“My habits are quiet and studious,” he said, “and, if I am too much worried with ‘politics,’ i.e., intrigue, I shall be no use to the cause as a writer. All this shows, you will say, a weak man: that is true, but I must be taken as I am, not as I am not.”
This sentence sums up, very courageously and faithfully, the difficulty in which many people, who believe in ideas, and perceive more clearly than they are able to act, are placed by honest diffidence and candid self-knowledge. We would amend life, if we could; but the impossibility lies, not in seeing what is beautiful and just and right, but in making other people desire it. It is conceivable, after all, that God knows best, and has good reasons for delay—though many men, and those not the least gallant, act as though they knew better still. But it matters very little whether we betray our own weakness, by what we say or do. What does matter is that we should have desired something ahead of us, should have pointed it out to others. We may not attain it; others may not attain it; but we have shown that we dare not acquiesce in our weakness, that we will not allow ourselves to be silent about our purer hopes, that we will not recline in a false security, that we will not try to solve the problem by overlooking its difficulties; but that we will strive to hold fast, in a tender serenity, to a belief in the strong and loving purpose of God, however dark may be the shadow that lies across the path, however sombre the mountain-barrier that lies between us and the sunlit plain.
A. C. B.
April 12, 1907.
PREFATORY NOTE TO ORIGINAL EDITION
The writer of the following pages was a distant cousin of my own, and to a certain extent a friend. That is to say, I had stayed several times with him, and he had more than once visited me at my own home. I knew that he was obliged, for reasons of health, to live a very quiet and retired life; but he was not a man who appeared to be an invalid. He was keenly interested in books, in art, and above all in people, though he had but few intimate friends.

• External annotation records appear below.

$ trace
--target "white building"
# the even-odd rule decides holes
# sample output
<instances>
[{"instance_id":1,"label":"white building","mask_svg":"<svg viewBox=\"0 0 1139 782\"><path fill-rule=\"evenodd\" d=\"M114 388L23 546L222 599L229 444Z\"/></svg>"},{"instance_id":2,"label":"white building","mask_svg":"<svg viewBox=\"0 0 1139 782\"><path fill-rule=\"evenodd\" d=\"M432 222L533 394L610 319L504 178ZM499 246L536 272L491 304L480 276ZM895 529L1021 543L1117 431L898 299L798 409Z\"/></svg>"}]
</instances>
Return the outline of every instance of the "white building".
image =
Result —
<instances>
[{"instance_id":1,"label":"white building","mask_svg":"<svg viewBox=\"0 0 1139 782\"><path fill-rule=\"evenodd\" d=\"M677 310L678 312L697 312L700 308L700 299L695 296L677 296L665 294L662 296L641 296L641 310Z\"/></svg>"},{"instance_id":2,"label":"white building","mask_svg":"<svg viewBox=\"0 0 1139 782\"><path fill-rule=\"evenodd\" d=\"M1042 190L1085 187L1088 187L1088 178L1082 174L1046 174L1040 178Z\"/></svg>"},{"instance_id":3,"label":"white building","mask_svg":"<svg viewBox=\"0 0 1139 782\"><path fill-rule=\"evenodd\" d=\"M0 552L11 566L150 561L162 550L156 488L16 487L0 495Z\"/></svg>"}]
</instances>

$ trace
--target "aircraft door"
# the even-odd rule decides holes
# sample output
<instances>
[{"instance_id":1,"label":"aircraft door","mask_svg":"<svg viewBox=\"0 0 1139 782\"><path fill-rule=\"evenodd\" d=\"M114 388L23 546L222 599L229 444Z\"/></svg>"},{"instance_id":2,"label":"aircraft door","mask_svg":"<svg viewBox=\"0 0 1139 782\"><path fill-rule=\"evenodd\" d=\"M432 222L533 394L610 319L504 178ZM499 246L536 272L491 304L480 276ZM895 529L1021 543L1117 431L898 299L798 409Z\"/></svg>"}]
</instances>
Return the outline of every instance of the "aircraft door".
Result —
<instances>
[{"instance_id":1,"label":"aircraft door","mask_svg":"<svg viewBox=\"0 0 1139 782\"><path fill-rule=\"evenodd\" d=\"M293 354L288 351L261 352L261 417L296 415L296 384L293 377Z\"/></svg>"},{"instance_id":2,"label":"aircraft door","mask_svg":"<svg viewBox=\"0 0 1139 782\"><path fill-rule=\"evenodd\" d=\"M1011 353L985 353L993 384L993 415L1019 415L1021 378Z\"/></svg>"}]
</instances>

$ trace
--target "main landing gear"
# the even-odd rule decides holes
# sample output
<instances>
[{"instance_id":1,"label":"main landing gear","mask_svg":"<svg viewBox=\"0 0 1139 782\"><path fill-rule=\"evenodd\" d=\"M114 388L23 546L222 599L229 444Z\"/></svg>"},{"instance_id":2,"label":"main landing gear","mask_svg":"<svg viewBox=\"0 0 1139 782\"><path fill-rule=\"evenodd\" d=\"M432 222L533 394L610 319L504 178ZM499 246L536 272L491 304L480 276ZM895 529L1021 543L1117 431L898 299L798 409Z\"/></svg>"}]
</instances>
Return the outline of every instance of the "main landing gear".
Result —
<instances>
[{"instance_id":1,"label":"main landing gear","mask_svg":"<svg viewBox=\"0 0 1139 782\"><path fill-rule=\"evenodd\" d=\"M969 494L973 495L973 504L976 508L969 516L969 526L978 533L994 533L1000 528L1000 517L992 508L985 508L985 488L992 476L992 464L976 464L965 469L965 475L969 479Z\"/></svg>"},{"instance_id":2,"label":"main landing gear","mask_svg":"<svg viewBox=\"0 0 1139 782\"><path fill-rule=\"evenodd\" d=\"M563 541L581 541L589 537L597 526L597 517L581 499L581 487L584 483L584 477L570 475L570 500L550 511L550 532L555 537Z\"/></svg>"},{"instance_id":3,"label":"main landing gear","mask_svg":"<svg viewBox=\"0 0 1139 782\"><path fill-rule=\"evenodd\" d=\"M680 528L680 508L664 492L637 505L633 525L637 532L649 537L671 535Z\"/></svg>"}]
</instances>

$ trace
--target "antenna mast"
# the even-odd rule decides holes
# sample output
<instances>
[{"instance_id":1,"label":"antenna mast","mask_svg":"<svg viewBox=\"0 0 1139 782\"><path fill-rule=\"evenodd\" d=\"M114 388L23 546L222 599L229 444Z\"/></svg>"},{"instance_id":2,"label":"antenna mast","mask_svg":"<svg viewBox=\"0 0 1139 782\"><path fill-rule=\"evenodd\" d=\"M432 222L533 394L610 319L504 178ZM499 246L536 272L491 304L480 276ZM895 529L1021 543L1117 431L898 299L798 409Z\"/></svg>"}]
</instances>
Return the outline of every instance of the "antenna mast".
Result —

He died in the autumn of 1900, and his mother, who was his only near relation, died in the following year; it fell to me to administer his estate, and among his papers I found this book, prepared in all essential respects for publication, though it is clear that it would not have seen the light in his lifetime. I submitted it to a friend of wide literary experience; his opinion was that the book had considerable interest, and illustrated a definite and peculiar point of view, besides presenting a certain attraction of style. I accordingly made arrangements for its publication; adding a few passages from the diary of the last days, which was composed subsequently to the date at which the book was arranged.
I need hardly say that the names are throughout fictitious; and I will venture to express a hope that identification will not be attempted, because the book is one which depends for its value, not on the material circumstances of the writer, but upon the views of life which he formed.